Today March 15, is the infamous Ides of March, the day Julius Caesar was assassinated by a group of Roman Senators led by Brutus and Cassius. The murder became the subject of one of Shakespeare’s most famous plays. Consequently, most high school students readily remember the eerie prediction of the Soothsayer in the great tragedy “beware the Ides of March”. Interestingly, in the Roman Calendar, the Ides does not follow on the 15th of every month.
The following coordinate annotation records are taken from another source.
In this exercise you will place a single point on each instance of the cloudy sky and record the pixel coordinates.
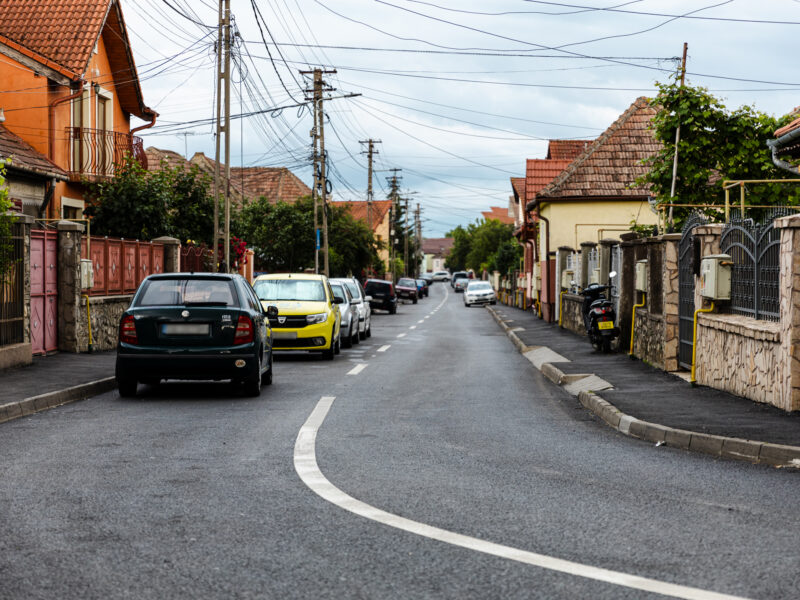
(458, 93)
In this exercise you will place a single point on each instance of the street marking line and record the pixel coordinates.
(357, 369)
(305, 464)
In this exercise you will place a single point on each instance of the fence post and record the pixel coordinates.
(69, 284)
(790, 310)
(172, 254)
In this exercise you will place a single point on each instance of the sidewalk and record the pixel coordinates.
(54, 380)
(647, 403)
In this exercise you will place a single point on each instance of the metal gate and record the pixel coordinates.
(686, 273)
(44, 291)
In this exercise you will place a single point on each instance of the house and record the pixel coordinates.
(75, 89)
(375, 214)
(435, 252)
(595, 196)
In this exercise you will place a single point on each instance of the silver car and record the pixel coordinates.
(479, 292)
(349, 327)
(361, 303)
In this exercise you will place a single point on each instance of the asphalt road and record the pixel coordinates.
(444, 467)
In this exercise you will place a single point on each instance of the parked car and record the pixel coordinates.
(382, 294)
(407, 289)
(422, 288)
(458, 275)
(349, 314)
(309, 318)
(206, 326)
(361, 303)
(479, 292)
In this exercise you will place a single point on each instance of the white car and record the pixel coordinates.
(479, 292)
(360, 303)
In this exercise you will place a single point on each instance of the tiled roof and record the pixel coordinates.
(566, 149)
(437, 246)
(498, 213)
(540, 172)
(25, 158)
(610, 166)
(380, 208)
(274, 183)
(64, 31)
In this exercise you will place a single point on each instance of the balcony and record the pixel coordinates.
(95, 153)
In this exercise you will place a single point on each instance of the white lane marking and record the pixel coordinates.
(305, 463)
(357, 369)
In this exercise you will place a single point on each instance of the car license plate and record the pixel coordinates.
(284, 335)
(185, 329)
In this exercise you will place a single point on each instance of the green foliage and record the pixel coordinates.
(715, 144)
(6, 220)
(282, 237)
(141, 204)
(483, 245)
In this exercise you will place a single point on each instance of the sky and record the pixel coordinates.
(459, 94)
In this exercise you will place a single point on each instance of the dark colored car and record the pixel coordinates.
(381, 294)
(208, 326)
(407, 289)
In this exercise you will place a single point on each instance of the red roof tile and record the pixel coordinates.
(380, 208)
(566, 149)
(611, 165)
(25, 158)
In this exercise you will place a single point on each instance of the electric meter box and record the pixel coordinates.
(715, 277)
(87, 274)
(641, 276)
(566, 279)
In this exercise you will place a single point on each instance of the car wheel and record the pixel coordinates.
(252, 385)
(126, 387)
(266, 378)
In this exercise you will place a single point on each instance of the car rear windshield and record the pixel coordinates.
(188, 292)
(303, 290)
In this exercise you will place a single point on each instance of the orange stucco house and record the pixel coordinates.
(69, 87)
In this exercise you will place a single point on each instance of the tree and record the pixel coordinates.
(715, 144)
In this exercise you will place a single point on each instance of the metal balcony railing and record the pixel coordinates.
(95, 153)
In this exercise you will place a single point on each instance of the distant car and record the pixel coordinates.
(361, 303)
(458, 275)
(309, 317)
(382, 294)
(348, 312)
(206, 326)
(407, 288)
(422, 288)
(479, 292)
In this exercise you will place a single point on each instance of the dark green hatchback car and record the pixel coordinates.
(195, 326)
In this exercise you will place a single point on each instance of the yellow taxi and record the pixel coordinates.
(308, 315)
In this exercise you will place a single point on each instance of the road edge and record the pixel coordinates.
(751, 451)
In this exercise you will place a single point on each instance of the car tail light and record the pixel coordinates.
(244, 330)
(127, 330)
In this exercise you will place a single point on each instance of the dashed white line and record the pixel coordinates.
(305, 463)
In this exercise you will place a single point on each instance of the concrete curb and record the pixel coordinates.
(34, 404)
(751, 451)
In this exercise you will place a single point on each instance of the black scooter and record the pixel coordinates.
(599, 316)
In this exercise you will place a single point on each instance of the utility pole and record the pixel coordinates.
(677, 138)
(223, 73)
(370, 151)
(320, 189)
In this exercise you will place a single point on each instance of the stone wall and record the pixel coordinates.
(106, 312)
(741, 355)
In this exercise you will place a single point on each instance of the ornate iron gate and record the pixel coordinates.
(686, 272)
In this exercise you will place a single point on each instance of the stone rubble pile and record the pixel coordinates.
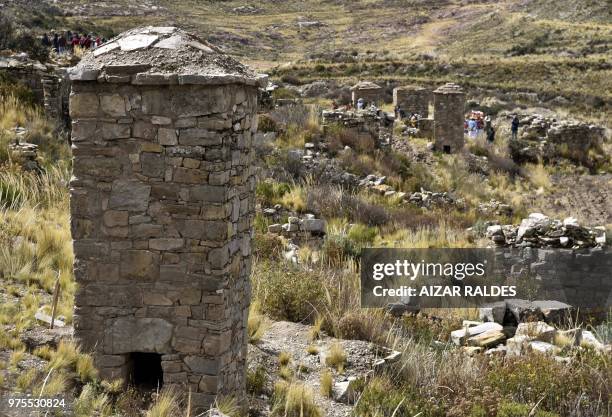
(516, 327)
(545, 138)
(539, 230)
(371, 122)
(26, 154)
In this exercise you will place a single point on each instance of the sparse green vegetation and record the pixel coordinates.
(336, 357)
(294, 400)
(327, 383)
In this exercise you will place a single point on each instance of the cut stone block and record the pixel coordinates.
(460, 336)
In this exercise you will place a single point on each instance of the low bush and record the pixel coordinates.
(287, 293)
(294, 400)
(268, 246)
(256, 380)
(271, 192)
(327, 383)
(512, 409)
(336, 357)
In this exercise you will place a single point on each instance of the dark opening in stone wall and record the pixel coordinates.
(145, 370)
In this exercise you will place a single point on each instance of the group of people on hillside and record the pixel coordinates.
(68, 41)
(412, 119)
(476, 124)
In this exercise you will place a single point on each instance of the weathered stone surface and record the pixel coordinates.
(140, 264)
(494, 312)
(459, 336)
(154, 335)
(113, 218)
(162, 204)
(167, 137)
(202, 365)
(165, 244)
(113, 105)
(152, 164)
(84, 105)
(143, 129)
(130, 195)
(487, 339)
(516, 345)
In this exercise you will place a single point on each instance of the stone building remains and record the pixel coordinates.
(449, 107)
(372, 93)
(162, 202)
(50, 86)
(412, 99)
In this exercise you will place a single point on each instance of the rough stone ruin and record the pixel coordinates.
(50, 86)
(412, 99)
(162, 202)
(362, 124)
(371, 92)
(538, 230)
(449, 110)
(547, 138)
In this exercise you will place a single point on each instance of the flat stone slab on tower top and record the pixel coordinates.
(162, 55)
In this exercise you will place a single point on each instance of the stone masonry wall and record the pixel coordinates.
(370, 95)
(412, 99)
(449, 107)
(162, 202)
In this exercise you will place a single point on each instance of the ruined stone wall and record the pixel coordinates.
(56, 90)
(449, 107)
(162, 202)
(30, 77)
(412, 99)
(370, 95)
(579, 277)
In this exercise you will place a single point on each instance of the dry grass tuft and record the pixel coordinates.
(336, 357)
(327, 383)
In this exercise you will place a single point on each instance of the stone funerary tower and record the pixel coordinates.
(449, 114)
(162, 202)
(412, 99)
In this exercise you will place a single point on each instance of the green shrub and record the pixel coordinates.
(382, 398)
(284, 93)
(256, 380)
(287, 293)
(270, 192)
(11, 87)
(266, 124)
(362, 235)
(267, 246)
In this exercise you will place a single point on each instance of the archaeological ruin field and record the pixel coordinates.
(194, 195)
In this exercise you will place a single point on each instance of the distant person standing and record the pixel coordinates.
(472, 131)
(491, 135)
(46, 41)
(75, 41)
(56, 43)
(62, 44)
(514, 127)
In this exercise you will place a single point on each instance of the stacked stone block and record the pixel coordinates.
(372, 93)
(162, 202)
(449, 113)
(412, 99)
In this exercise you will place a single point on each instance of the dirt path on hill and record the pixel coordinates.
(588, 198)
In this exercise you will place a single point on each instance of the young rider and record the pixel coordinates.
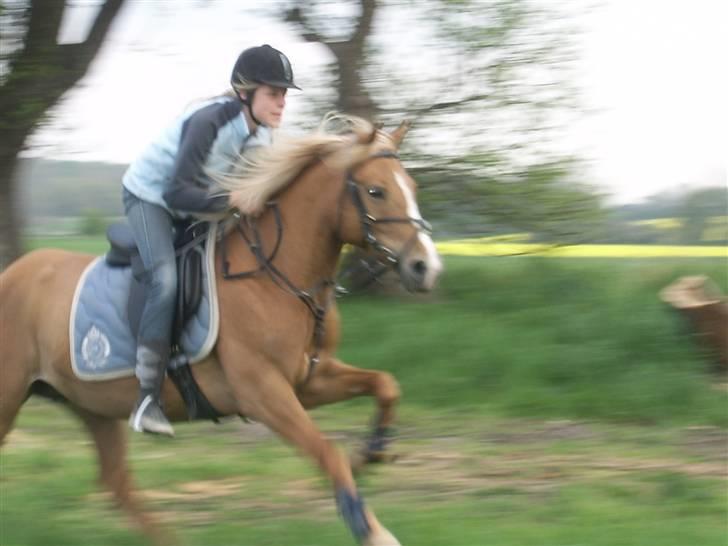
(168, 181)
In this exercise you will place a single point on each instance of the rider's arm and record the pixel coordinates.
(186, 193)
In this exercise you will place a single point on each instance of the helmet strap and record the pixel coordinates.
(248, 101)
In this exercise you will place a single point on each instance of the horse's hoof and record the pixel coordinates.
(380, 457)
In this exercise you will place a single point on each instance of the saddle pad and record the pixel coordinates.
(102, 344)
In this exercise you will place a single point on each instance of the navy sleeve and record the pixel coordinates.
(188, 192)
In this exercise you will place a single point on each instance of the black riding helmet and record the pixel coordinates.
(263, 65)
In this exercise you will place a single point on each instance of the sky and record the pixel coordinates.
(652, 77)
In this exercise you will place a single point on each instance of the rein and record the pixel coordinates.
(309, 297)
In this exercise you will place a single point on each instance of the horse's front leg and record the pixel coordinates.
(335, 381)
(265, 395)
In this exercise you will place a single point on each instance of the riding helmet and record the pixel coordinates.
(263, 64)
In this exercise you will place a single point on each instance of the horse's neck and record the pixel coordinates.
(309, 246)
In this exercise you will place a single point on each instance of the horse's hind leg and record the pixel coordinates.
(335, 381)
(110, 438)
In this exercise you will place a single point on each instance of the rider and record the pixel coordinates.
(169, 181)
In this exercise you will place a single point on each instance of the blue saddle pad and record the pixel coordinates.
(102, 344)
In fact there are only three months in which this applies…March, May July and October.
But here is a more detailed explanation on how the Ides was determined in the Roman Calendar : (http://ancienthistory.about.com/cs/calendars/a/romcalterm.htm).
The Roman calendar was originally based on the first three phases of the moon, with days counted, not according to a concept of week, but backwards from lunar phases. The new moon was the day of the Kalends, the moon’s first quarter was the day of the Nones, and the Ides fell on the day of the full moon. The Kalends’ section of the month was the longest, since it spanned two lunar phases, from the full to the new moon. To see it another way:
- Kalends = New Moon (no moon to be seen)
- Nones = 1st quarter moon
- Ides = Full Moon (whole moon visible in the night sky)
When the Romans fixed the length of the months, they also fixed the date of the Ides. In March, May, July and October, which were (most of the) months with 31 days, the Ides was on the 15th. On other months, it was the 13th.